Jeśli wg was to ciągle mało możliwości to wspomnę jeszcze o symbolu uniwersalnym, który pojawia się na kartach projektów. Pozwala on umieścić w jego miejsce dowolny dostępny symbol. Pozwala to skuteczniej realizować pewne strategie oparte na niektórych symbolach.
Zaraz po Kryzysie jest to dodatek must have. Wzmacniane karty faz napędzają rozgrywkę w taki sposób, że ach chce się wracać do stołu. Dodatkowo możliwość wyboru spośród 2 różnych działań w połączeniu z symbolem uniwersalnym wpływa na jeszcze wyższy poziom regrywalności tego dodatku. Bo jeśli grając raz, pewne wzmocnienie nie dało nam takiego efektu, jaki założyliśmy w następnym podejściu, możemy spróbować innej ścieżki rozwoju/wzmocnień; owszem wiem, że dużo też zależy od tego, co trafi nam na rękę, ale mimo to odbiór dodatku jest na duży plus. Wszystkie dodane tutaj elementy zasługują na solidną ocenę 8/10.
„…nie dlatego, że są łatwe, ale właśnie dlatego, że są trudne…”
Każdy z wydanych ostatnio dodatków do Ekspedycji Ares coś do niej wnosi. Myślę, że gdyby były one wydane w formie 2 dodatków i ewentualnego rozszerzenia dla 5 i 6 gracza miałbym trochę inne odczucia; przynajmniej jeśli chodzi o dodatek Infrastruktura. Jeśli chodzi o Odkrycia i Kryzys są to bardzo dobre dodatki, które warto dodać do swojej kolekcji.
Jeśli byliście zapalonymi graczami w klasyczną Terraformację, polecam zacząć od zakupu Odkryć, jeśli podobnie jak ja rozegraliście jedynie kilka partii, a przy stole na dłużej zatrzymała was Ekspedycja Ares, możecie zacząć od Kryzysu. Pozwoli on wam spróbować swoich sił na sterraformowanym Marsie i ratowaniu dziedzictwa poprzednich pokoleń terraformatorów.
Do Infrastruktury zachęcam tylko tych, którym brakowało możliwości przeprowadzania rozgrywek w składzie 5/6-osobowym. W innym przypadku można spróbować dla toru infrastruktury, a jak się nie spodoba, zawsze można z niego zrezygnować.

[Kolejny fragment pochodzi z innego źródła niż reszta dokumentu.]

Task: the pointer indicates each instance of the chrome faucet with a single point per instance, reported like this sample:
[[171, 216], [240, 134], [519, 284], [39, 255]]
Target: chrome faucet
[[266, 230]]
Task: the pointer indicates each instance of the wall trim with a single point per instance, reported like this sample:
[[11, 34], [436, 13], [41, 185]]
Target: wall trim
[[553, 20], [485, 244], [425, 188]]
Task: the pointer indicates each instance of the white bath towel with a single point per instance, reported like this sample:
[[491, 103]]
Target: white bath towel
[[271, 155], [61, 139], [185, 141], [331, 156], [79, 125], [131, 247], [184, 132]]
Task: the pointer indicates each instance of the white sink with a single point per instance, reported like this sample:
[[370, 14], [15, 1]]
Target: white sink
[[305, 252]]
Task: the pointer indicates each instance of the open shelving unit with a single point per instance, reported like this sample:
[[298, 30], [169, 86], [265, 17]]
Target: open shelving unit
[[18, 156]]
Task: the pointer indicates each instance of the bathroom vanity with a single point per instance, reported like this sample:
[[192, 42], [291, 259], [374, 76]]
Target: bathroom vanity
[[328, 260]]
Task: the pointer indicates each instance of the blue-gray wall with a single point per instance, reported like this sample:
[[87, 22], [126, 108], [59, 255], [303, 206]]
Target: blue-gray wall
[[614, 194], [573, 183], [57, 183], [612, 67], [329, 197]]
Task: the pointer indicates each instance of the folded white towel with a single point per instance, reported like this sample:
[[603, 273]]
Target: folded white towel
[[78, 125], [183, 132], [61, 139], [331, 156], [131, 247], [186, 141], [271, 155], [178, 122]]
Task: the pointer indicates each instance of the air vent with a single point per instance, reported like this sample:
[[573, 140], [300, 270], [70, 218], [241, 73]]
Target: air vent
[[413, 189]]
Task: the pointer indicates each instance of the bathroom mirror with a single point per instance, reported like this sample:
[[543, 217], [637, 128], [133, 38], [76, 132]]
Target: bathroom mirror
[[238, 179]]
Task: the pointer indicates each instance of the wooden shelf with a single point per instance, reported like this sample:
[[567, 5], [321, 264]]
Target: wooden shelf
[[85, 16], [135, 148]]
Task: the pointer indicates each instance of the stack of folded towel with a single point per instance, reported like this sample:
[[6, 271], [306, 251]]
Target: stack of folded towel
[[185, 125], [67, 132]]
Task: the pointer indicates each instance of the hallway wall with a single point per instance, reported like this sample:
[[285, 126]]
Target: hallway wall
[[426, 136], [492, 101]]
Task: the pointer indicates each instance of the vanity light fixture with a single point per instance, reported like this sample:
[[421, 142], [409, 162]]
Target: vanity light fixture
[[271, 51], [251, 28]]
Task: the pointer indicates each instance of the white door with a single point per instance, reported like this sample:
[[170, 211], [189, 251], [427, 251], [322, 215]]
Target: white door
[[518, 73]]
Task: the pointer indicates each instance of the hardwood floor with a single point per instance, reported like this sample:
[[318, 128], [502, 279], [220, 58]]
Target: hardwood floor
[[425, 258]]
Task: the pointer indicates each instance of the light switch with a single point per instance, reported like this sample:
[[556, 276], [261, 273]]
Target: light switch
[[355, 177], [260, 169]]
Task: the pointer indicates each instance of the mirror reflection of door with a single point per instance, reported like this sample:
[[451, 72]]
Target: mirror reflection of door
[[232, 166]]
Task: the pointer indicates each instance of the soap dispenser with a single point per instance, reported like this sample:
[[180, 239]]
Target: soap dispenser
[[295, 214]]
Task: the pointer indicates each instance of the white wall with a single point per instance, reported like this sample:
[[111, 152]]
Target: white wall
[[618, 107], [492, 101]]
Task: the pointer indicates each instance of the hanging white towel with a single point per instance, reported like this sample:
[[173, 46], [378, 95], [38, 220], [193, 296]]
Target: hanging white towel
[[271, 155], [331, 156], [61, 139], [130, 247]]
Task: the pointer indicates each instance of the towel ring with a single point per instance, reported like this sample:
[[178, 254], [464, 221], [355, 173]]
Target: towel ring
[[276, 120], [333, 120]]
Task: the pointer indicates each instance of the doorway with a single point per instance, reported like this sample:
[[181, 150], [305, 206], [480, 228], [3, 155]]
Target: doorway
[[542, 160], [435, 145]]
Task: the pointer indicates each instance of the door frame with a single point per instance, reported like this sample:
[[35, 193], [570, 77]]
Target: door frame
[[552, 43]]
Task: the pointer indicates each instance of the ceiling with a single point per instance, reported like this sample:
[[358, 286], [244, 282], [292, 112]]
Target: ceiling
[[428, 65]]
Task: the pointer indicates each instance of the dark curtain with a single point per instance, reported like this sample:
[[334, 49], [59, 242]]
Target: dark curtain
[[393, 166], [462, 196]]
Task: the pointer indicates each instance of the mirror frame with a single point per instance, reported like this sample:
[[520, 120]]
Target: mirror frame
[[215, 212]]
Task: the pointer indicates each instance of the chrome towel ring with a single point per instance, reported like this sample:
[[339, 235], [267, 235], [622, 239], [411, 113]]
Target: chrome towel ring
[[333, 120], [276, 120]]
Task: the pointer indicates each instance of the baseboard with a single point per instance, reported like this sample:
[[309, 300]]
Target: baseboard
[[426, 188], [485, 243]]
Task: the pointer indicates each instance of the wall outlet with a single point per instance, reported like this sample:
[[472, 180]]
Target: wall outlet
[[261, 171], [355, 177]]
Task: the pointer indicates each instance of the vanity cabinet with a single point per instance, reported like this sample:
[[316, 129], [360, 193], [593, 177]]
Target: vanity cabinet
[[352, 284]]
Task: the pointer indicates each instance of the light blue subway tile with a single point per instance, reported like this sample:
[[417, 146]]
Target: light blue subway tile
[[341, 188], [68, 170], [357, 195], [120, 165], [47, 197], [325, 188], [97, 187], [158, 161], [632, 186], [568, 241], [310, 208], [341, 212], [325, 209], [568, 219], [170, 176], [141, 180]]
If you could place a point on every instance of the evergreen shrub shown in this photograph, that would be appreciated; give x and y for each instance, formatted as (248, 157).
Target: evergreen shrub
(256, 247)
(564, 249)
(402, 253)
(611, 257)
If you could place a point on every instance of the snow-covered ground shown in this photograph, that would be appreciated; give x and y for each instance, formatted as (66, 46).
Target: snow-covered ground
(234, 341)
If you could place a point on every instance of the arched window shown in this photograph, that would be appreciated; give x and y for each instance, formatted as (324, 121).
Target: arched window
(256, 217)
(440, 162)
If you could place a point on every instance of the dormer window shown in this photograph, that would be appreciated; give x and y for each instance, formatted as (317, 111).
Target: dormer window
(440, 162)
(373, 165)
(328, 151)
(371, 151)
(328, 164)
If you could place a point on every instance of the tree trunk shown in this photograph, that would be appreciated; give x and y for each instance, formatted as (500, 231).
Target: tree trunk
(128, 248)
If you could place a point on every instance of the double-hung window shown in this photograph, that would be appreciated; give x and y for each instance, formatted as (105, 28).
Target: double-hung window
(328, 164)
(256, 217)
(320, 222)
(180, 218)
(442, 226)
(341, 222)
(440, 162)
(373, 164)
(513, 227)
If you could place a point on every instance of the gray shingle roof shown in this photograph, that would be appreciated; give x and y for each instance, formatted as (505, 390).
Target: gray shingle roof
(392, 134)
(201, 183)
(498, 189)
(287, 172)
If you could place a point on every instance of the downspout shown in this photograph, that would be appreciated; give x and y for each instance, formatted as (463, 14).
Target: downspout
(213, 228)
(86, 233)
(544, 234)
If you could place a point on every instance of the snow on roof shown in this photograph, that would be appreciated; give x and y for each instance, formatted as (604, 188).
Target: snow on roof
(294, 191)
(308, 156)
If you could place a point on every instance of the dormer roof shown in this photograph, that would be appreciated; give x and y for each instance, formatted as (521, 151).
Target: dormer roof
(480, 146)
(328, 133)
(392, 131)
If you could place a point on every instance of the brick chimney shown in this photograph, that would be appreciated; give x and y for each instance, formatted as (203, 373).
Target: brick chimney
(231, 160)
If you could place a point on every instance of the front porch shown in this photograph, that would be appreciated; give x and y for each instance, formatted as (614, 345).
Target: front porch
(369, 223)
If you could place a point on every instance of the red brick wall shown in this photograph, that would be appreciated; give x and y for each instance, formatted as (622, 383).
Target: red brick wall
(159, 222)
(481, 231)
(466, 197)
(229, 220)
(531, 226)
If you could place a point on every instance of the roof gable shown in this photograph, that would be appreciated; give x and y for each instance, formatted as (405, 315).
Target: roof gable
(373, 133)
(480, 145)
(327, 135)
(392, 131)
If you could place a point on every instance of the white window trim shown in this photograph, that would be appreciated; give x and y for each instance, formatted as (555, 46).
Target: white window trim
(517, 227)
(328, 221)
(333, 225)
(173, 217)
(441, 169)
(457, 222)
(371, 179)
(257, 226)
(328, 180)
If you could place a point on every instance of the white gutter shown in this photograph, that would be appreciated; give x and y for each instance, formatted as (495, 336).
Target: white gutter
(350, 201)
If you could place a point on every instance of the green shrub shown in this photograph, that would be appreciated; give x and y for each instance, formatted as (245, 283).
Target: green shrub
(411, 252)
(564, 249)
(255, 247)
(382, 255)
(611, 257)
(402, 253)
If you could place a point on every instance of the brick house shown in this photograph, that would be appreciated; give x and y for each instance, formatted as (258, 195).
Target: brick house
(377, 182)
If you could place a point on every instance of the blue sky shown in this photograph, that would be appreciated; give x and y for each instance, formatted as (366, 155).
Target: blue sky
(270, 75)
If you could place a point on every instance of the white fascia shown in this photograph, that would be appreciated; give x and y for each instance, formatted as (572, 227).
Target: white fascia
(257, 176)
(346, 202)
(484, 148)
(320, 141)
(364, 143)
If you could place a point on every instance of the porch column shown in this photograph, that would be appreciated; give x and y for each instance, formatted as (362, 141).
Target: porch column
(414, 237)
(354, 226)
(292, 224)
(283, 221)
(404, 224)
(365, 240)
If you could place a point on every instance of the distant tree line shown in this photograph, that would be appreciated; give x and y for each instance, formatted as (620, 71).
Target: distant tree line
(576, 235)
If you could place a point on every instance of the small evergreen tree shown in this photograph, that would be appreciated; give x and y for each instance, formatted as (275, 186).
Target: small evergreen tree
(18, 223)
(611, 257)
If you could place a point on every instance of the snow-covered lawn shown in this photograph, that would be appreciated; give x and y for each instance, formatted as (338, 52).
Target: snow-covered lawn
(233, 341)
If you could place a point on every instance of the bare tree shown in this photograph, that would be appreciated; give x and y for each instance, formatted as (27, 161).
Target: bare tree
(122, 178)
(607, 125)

Stosując szkolną arytmetykę, można wyliczyć średnią ocenę wszystkich dodatków, będzie to ocena 7/10. Zdecydowanie warto więc rozważyć zakup przynajmniej jednego dodatku.
Czas potrzeby na rozgrywkę 60 min+ (w zależności z iloma dodatkami, oraz w ile osób gramy)
Zalecany wiek graczy 14+
Plusy:
+ jeszcze więcej ładnej Terraformacji
+ wprowadzono elementy znane z klasycznej terraformacji
+przyjemny moduł kooperacyjny w Kryzysie
+ zróżnicowane karty projektów oraz korporacji
+ tytuł stał się jeszcze bardziej regrywalnym
+ utrzymano wysoką jakość tektur i kart, nie odbiegającą od podstawki
+ instrukcje w formie broszur
Minusy:
– po umieszczeniu wszystkiego w pudełku podstawki nie zamyka się ono do końca
– Infrastrukta mocno naciągana jako dodatek
– potrafią znacząco wydłużyć rozgrywkę z założenia szybkiej gry
Złożoność gry
(6/10):
Oprawa wizualna
(9/10):
Ogólna ocena
(7/10):
Co znaczy ta ocena według Games Fanatic?
Dobry, solidny produkt. Gra może nie wybitnie oryginalna, ale wciąż zapewnia satysfakcjonującą rozgrywkę. Na pewno warto ją przynajmniej wypróbować. Do ulubionych gier jednak nie będzie należała.